The problem with the 10-point system is I have never gone past a 6, and when I did, it was never a compliment because all it really ever said was, “Only on my drunkest, loneliest night.” Thus, if I haven’t ever really gone past a 6, what are numbers 1-5 for? On a scale of 1-10, I never go lower than a 5, because I know it would only make me a 10-point jerk. Only once have I heard a man go to a 5, and as I recall, it was because she had nine toes and a bad weave, which is totally unfair. Every woman has a bad weave once or twice in her life, that is no reason to give her a 5. This is why a 5-point rating system is more than adequate, because with it, lines are clearly drawn. Allow me to break it down: 1 - I would never ever. 2 – I would never. 3 – I would, probably, maybe (It should be noted, most women will fall here). 4 – I would. 5 – I would right now, tomorrow, and if we would’ve met yesterday, then, too. See how easy that is?
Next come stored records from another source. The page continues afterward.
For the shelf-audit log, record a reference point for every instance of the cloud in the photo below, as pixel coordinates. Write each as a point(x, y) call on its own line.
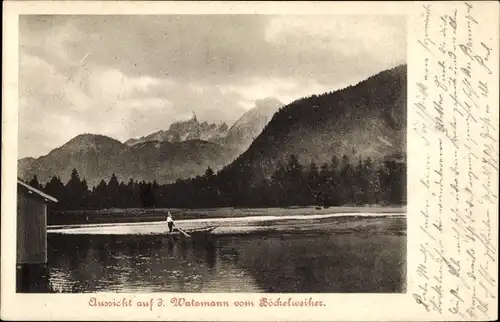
point(128, 76)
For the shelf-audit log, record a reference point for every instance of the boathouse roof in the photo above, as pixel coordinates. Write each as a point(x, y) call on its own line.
point(36, 192)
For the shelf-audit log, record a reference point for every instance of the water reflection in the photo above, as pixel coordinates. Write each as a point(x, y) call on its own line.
point(273, 263)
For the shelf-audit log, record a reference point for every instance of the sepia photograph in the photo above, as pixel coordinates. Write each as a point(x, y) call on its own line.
point(250, 161)
point(211, 153)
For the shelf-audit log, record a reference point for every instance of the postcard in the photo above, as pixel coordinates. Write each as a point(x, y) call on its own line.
point(250, 161)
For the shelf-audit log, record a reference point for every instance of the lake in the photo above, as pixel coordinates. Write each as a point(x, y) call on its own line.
point(358, 254)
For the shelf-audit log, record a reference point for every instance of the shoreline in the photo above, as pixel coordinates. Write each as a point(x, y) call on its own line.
point(143, 215)
point(336, 222)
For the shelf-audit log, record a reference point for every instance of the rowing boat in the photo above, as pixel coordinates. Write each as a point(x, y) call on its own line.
point(197, 233)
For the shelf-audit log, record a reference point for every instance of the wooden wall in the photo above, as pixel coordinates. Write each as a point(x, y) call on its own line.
point(31, 229)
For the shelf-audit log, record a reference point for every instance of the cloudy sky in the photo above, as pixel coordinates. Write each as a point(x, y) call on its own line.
point(128, 76)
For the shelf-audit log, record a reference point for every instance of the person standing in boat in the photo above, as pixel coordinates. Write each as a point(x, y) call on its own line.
point(170, 222)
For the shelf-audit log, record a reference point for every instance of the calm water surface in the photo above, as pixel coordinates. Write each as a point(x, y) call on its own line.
point(299, 262)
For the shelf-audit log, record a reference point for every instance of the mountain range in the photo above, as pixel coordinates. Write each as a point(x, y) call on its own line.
point(365, 120)
point(186, 149)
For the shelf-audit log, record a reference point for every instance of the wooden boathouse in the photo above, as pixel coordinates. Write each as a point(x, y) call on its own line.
point(31, 253)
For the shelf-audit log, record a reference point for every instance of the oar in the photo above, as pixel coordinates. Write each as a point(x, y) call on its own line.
point(184, 233)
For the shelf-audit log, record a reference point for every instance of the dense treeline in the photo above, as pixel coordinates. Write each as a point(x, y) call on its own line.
point(336, 183)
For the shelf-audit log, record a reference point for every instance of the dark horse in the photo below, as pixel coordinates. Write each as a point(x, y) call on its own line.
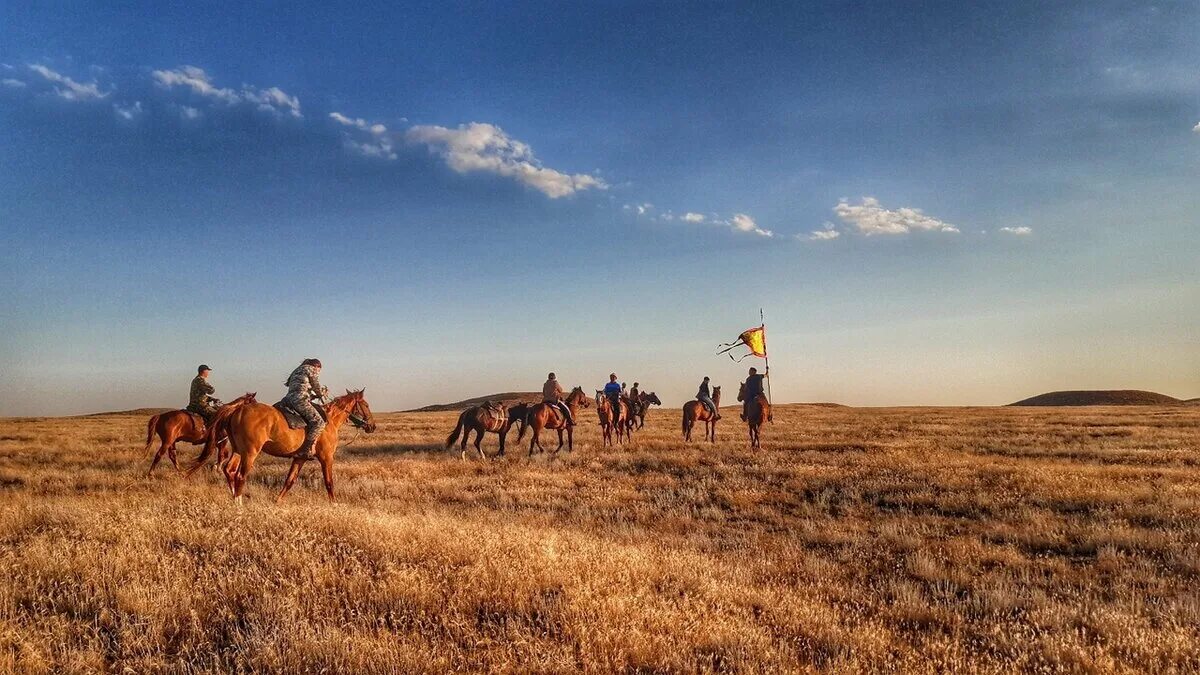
point(695, 411)
point(496, 419)
point(757, 412)
point(641, 405)
point(177, 425)
point(547, 416)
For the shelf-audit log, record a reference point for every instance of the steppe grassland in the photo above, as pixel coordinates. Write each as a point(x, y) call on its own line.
point(924, 539)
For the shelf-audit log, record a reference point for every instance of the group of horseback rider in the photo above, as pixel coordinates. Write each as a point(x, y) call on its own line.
point(304, 388)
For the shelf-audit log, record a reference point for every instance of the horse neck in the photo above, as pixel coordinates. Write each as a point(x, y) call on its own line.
point(339, 412)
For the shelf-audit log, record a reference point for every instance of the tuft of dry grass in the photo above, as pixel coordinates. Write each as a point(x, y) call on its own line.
point(917, 539)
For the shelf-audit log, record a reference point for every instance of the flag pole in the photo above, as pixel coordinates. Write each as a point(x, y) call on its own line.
point(766, 358)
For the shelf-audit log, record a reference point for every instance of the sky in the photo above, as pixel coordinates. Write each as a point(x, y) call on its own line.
point(934, 203)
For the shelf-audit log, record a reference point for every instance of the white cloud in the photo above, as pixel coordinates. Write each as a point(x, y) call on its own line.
point(375, 141)
point(271, 100)
point(742, 222)
point(67, 88)
point(480, 147)
point(127, 112)
point(870, 217)
point(197, 81)
point(825, 234)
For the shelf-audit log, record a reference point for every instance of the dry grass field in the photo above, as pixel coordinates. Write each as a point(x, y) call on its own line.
point(913, 539)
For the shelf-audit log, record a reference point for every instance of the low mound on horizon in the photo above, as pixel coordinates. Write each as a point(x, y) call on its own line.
point(508, 398)
point(1101, 398)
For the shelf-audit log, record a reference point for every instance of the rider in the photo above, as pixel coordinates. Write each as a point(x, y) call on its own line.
point(706, 396)
point(612, 389)
point(201, 400)
point(303, 387)
point(552, 394)
point(753, 389)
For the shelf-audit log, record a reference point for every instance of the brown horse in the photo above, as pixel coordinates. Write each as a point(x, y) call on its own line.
point(178, 425)
point(483, 419)
point(256, 428)
point(643, 404)
point(695, 411)
point(607, 418)
point(757, 412)
point(546, 416)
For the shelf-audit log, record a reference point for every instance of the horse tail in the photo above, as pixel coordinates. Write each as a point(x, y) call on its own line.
point(528, 420)
point(454, 435)
point(150, 428)
point(220, 423)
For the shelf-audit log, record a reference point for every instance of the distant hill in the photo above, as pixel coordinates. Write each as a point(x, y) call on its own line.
point(145, 412)
point(1101, 398)
point(508, 398)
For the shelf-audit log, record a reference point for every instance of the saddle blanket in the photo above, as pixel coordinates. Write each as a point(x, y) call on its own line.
point(293, 417)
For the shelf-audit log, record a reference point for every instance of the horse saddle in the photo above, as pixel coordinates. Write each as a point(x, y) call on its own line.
point(293, 417)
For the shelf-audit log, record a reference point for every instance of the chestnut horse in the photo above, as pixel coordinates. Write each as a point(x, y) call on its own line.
point(695, 411)
point(643, 404)
point(483, 419)
point(178, 425)
point(257, 428)
point(546, 416)
point(607, 418)
point(757, 412)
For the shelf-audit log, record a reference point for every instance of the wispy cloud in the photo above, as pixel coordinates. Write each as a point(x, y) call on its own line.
point(127, 112)
point(372, 141)
point(825, 234)
point(273, 99)
point(480, 147)
point(1019, 231)
point(742, 222)
point(69, 88)
point(870, 217)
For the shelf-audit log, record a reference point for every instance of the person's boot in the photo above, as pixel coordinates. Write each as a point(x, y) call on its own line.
point(305, 451)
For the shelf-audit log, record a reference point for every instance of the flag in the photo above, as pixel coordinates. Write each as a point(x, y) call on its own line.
point(754, 338)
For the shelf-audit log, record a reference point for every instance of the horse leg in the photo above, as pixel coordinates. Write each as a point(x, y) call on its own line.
point(157, 457)
point(327, 472)
point(293, 472)
point(479, 441)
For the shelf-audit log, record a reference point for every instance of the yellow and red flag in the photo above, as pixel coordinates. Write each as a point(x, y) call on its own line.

Not only does the 3 help make a clear distinction between the haves and the wishes-they-had-its, but for the haves, it cuts down on a lot of the hyperbole men usually like to give to women who are an 8 and above on the 10-point scale.

Conclusion

No man would do something to a 10, they wouldn’t do to an 8, and the difference between an 8, 9, and 10 usually comes down to something outside of looks, like how good she can make a grilled cheese sandwich. The other problem with a 10? Whenever a man gives it to a woman, it only encourages his friends to pick said 10 apart brutally, which is unfair to her. If anything, I am now reserving the 10 for those women who, on the old rating system, I called an 11. On the 5-point system, those women — the Halle Berry-types I only see every few months or so — can be given a 10, which is to say, they’re twice as fine as any 5 I see. This system is much better. Someone needs to get me an Apple Think Different poster too.